Branches slapped against the car, the vehicle went up and down over debris.

The tree trunks were far enough apart for her car to pass through yet the foliage was dense enough to from a canopy above her.

When she could no longer hear the whir of the blades she stopped the car.

Oh shit, oh shit, oh shit! Had the CIA found her? Were they only trying to get her to stop, or were they trying to rub her out too? What the hell was going on?

She stumbled from the car, pulling her backpack with her. She crouched on the ground, pawing through the backpack, then extracted a silver-plated hand mirror. It had been a gift from Stephen. She kept it as polished as the day he had given it to her, saying “So you can see the face I love so much.” Now the mirror showed her sweat on her forehead and fear in her eyes.

Twigs crackled behind her. A spurt of adrenalin leaped inside her. The mirror fell from her hands as she jumped up and twirled towards the sounds.

A man strode towards her. She pushed her breath down into her diaphragm, thinking of direction, thinking of her focus. He was a foot away, the perfect distance. She swiveled her body to her right, stretched her left leg to his left leg and snapped at his ankle, breaking his balance and toppling him to the ground.

She squatted next to him and jabbed her elbow in his back, the vulnerable part where his spleen was. “Yes!”

In the next instant she was yanked forward and rolled backward onto the ground, then pinned under the man’s body. She struggled to get away, trying to remember self-defense moves she’d learned, but all she could think of was how heavy he was pressed against her chest.
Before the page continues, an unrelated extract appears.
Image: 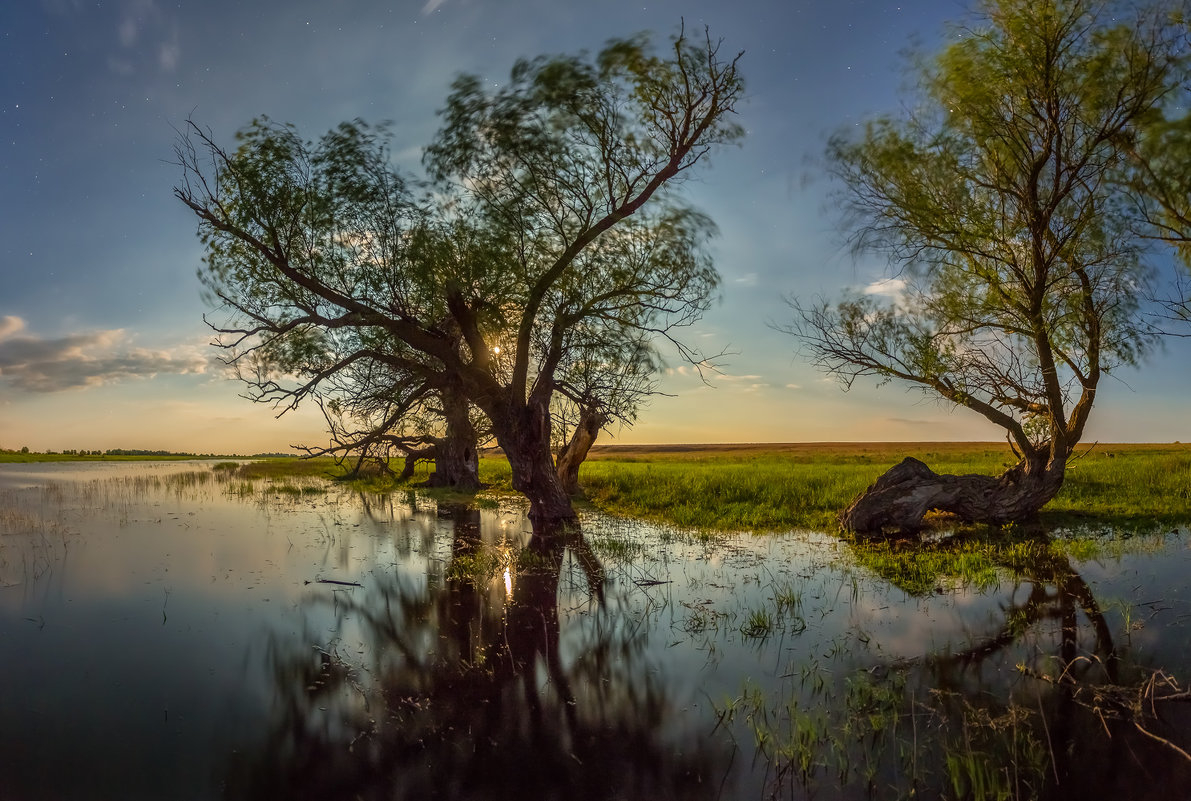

“Give up?” the man said. “I’ll let you up if you promise not to attack me again.”

“Who are you?” she said, her words muffled in his chest.

He rolled off her, but kept her pinned down. “Promise? And don’t cross your fingers.”

“I promise,” she said. He rolled off her.

Instantly she was on her feet, swinging her leg up to smash his knee.

He caught her leg midair and yanked her towards him, breaking her fall by bearhugging her.

“You promised!”

“I lied. Besides, promises are made to be broken.”

He yanked her arm behind her. “Now stop it. I’m a friend.”

“Some friend.”

“If I let go this time, will you not attack?”

She nodded and the man released her arm. She stood inches from him; his body heat fanning towards her.

She stuck her tongue out. “I didn’t say ‘cross my heart and hope to die.’”

“You may get that wish if you don’t stop attacking me.”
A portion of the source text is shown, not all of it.